Ten years. A decade of time. It's a pretty good chunk of anyone's lifetime. It is the longest I have ever lived in the same town, in the same house, with the same job.

I remember taking our oldest son, Sam, to his new elementary school on his first day. I remember the boys in his third grade class welcoming him with a big cheer because they already had way too many girls. Now Sam is in college and apparently there are too many girls in college, too. He keeps bringing one home with him. Oh well. At least he has good taste.

Our home only vaguely resembles the house we moved into ten years ago. Seems like everything has either worn out and been replaced or been redecorated to death. And if you look close, you can see little clues that the man of the house is not the world's greatest Mr. Fix-it. But, believe me, he tries.

Yet, for all its imperfections, it's still our home, the only home our youngest kids can even remember. Ten Christmas trees. Ten state fairs (we live just down the street from the fairgrounds). A worn out trampoline in the backyard. Kitchen chairs that need to be re-glued. No more minivan in the garage (we had four in a row). We are down to four and they're going fast.

Ten years. From reading glasses to bifocal contacts, from a pocket Testament to a large print Bible, ten years takes its toll. When the kids come up for the children's time at church, I notice that none of them were born when I came as pastor. When I look in the mirror each morning, I see more salt and less pepper all the time. So, am I feeling old? Yes, I am. Is time flying by far too quickly? Yes, it is.
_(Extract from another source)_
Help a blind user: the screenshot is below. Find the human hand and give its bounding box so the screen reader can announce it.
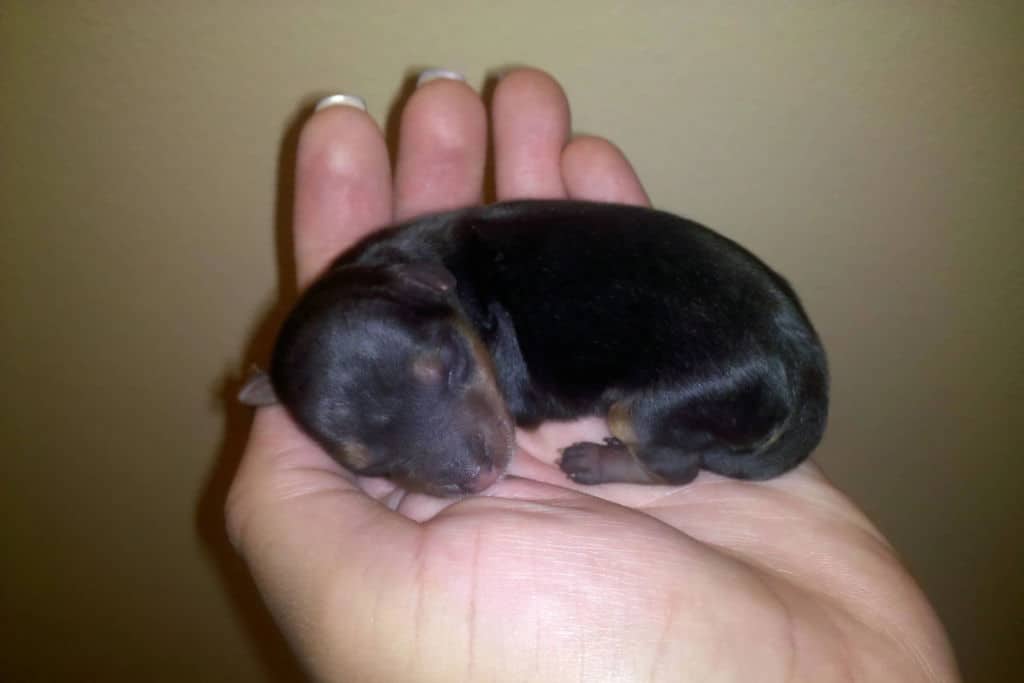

Think of it. Ten years means more than 500 Sundays, more than 500 sermons! God bless my people, they still show up! And, they still know how to encourage their pastor along the way.

Most of all, I just feel blessed, very blessed indeed. God has called me to take the long walk of faith with a wonderful band of brothers and sisters, to make the journey with those I know and love and trust and believe in. Every pastor should be so lucky.